A Berlin, avec l’équipe de France, il termine quatrième du relais 4 x 100 m nage libre, devant l’équipe allemande. Pour signifier son opposition à Hitler, sur le podium, il baisse la tête pendant que les autres font le salut nazi. Fidèle à ses principes, en 1942, il refusera de porter l’étoile jaune.



Devant ses performances et l’admiration qu’il suscite, Artem ne sent pas le danger arriver. Professeur d’éducation physique, c’est en zone libre qu’il prend ses quartiers avec sa femme et sa fille, à Toulouse où il s’entraîne avec les Dauphins du TOEC. Son entraîneur, Alban Minville, devant sa puissance musculaire, le persuade de pratiquer la brasse papillon.



« Tu resteras une savate en nage libre avec ton battement de pieds toujours défectueux ! Par contre en papillon, tu seras recordman du monde ».



Jacques Cartonnet qui pratique la brasse papillon, prend ombrage des performances d’Artem. La rivalité s’installe entre les deux nageurs. Cartonnet, collaborateur en herbe, dénonce Alfred en tant que Juif et résistant. Arrêté par la Gestapo, il est déporté avec son épouse Paule et sa petite fille Annie dans le camp d’Auschwitz. La notoriété d’Artem dépasse les frontières. Reconnu par ses tortionnaires, il va subir leur sadisme tout au long de sa captivité. Doté d’un instinct de survie, forgé dans le métal du dépassement de soi, auquel vient s’ajouter l’espoir de retrouver celles dont il n’a plus aucune nouvelle, son matricule gravé sur son avant bras « 172763 », il n’aura de cesse de lutter contre sa mort. Transféré à Buchenwald, il sera libéré par les américains. Terriblement diminué, il ne pèsera plus que 40 kg.

Seul un entraîneur tel qu’Alban Minville peut l’aider à se reconstruire. Pour un nageur, la sensation de l’eau peut l’amener à ressentir de nouveau son corps, ses cinq sens vont petit à petit renaître à la vie et c’est cette endurance, cette volonté, ce combat prodigieux qui suscite l’admiration. La nage va lui permettre de se reconnecter à son propre moi intime, loin du bruit, de l’agitation du monde.
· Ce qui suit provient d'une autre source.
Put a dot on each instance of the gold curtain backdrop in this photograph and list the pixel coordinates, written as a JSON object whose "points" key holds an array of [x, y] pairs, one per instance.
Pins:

Evidemment, ses fantômes vont l’accompagner, se cristalliser au fond de lui, il réapprend à vivre, il résiste à la mort, domine ses pulsions, le récit est intense sous la plume de Pierre Assouline.



J’ai beaucoup aimé ce livre qui permet, à la fois de découvrir cet homme exceptionnel de courage mais aussi d’en apprendre encore un peu plus sur cette période. J’y ai découvert Constantine et les manipulations politiques, pénétré les coulisses de l’assemblée Nationale avec les débats où seule la voix de Pierre Mendes France s’opposera à la participation de la France au Jeux Olympiques de Berlin, observé l’attitude des sportifs devant la montée du nazisme, assisté aux discriminations dans les clubs sportifs, les rivalités mais aussi la solidarité.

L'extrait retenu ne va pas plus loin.